Oleh: Abdul Hakim MS
Suara Pembaruan - Rabu 18 Mei 2011
Temuan menarik diperoleh Indo Barometer kala melakukan survei nasional pada Mei 2011 dalam rangka evaluasi 13 tahun Reformasi. Temuan menarik itu adalah adanya persepsi miring terhadap situasi dan kondisi Orde Reformasi. Bahkan kala dibandingkan dengan kondisi sebelum tiga belas tahun yang lalu, publik menganggap bahwa masa Orde Baru dibawah kepemimpinan Soeharto, secara umum dipandang lebih baik.

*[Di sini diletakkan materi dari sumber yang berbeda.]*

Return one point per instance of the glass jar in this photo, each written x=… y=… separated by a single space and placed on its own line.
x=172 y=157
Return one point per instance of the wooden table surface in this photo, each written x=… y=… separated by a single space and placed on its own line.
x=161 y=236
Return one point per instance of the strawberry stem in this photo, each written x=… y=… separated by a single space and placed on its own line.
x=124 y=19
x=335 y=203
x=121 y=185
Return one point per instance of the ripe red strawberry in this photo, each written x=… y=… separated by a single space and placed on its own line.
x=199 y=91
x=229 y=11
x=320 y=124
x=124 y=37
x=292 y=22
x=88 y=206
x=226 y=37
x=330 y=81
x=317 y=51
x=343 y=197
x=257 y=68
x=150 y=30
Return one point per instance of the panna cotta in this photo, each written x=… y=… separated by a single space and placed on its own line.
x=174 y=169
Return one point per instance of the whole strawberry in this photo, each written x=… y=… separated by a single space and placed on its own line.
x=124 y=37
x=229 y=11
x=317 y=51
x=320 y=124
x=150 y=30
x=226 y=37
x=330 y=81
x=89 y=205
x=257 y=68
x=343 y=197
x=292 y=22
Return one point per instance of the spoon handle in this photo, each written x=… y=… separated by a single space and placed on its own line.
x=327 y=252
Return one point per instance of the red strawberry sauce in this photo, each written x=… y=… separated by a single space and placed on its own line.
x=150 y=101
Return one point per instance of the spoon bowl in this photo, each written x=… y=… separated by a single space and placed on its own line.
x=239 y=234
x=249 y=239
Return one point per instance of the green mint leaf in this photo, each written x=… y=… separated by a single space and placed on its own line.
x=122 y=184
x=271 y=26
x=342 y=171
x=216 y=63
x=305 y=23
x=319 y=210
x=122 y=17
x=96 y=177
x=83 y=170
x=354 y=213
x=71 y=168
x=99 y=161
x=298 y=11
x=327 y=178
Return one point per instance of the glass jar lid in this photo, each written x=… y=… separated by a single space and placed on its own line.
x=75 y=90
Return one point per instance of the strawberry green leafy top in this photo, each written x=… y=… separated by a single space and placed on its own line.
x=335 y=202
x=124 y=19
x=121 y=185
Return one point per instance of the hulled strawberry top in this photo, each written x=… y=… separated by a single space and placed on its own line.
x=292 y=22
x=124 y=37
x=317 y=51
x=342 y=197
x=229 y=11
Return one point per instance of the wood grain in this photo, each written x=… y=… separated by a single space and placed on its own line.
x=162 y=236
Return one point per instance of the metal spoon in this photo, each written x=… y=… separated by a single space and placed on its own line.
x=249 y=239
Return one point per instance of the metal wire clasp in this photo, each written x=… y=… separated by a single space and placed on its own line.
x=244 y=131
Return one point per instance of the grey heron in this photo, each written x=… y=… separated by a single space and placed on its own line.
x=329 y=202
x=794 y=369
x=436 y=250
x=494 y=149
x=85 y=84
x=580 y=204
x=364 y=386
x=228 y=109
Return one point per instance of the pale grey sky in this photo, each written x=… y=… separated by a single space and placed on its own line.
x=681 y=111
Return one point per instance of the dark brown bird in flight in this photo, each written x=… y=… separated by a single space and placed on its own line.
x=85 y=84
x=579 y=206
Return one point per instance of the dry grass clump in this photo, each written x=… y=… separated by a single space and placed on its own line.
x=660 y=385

Seperti telah dirilis sebelumnya oleh Indo Barometer, survei yang dilakukan terhadap 1.200 orang responden diseluruh Indonesia dengan tingkat keprcayaan 95% dan margin of error 3% tersebut, ternyata kepuasan masyarakat Indonesia terhadap Orde Reformasi secara umum ada diangka 29.7%. itu artinya, hanya 1 diantara 3 orang responden yang mengatakan puas terhadap Orde Reformasi. Mayortitas, 55.5% menyatakan tidak puas terhadap perubahan yang terjadi pada tahun 1998 yang lalu itu.
Ada yang berpendapat, secara aple to aple, membandingkan Orde Reformasi, Orde Baru, dan Orde Lama sebetulnya kurang memadai. Hal ini didasarkan pada argumentasi pertama, rentang waktu. Orde Lama telah berjalan selama 20 tahun, yakni 1945 – 1965. Kemudian era Orde Baru malah lebih lama lagi, yakni 32 tahun sejak 1966 – 1998. Sementara Orde Reformasi baru berjalan 13 tahun. Artinya, Orde Reformasi baru berjalan selama 40%-nya Orde baru dan 65%-nya Orde Lama.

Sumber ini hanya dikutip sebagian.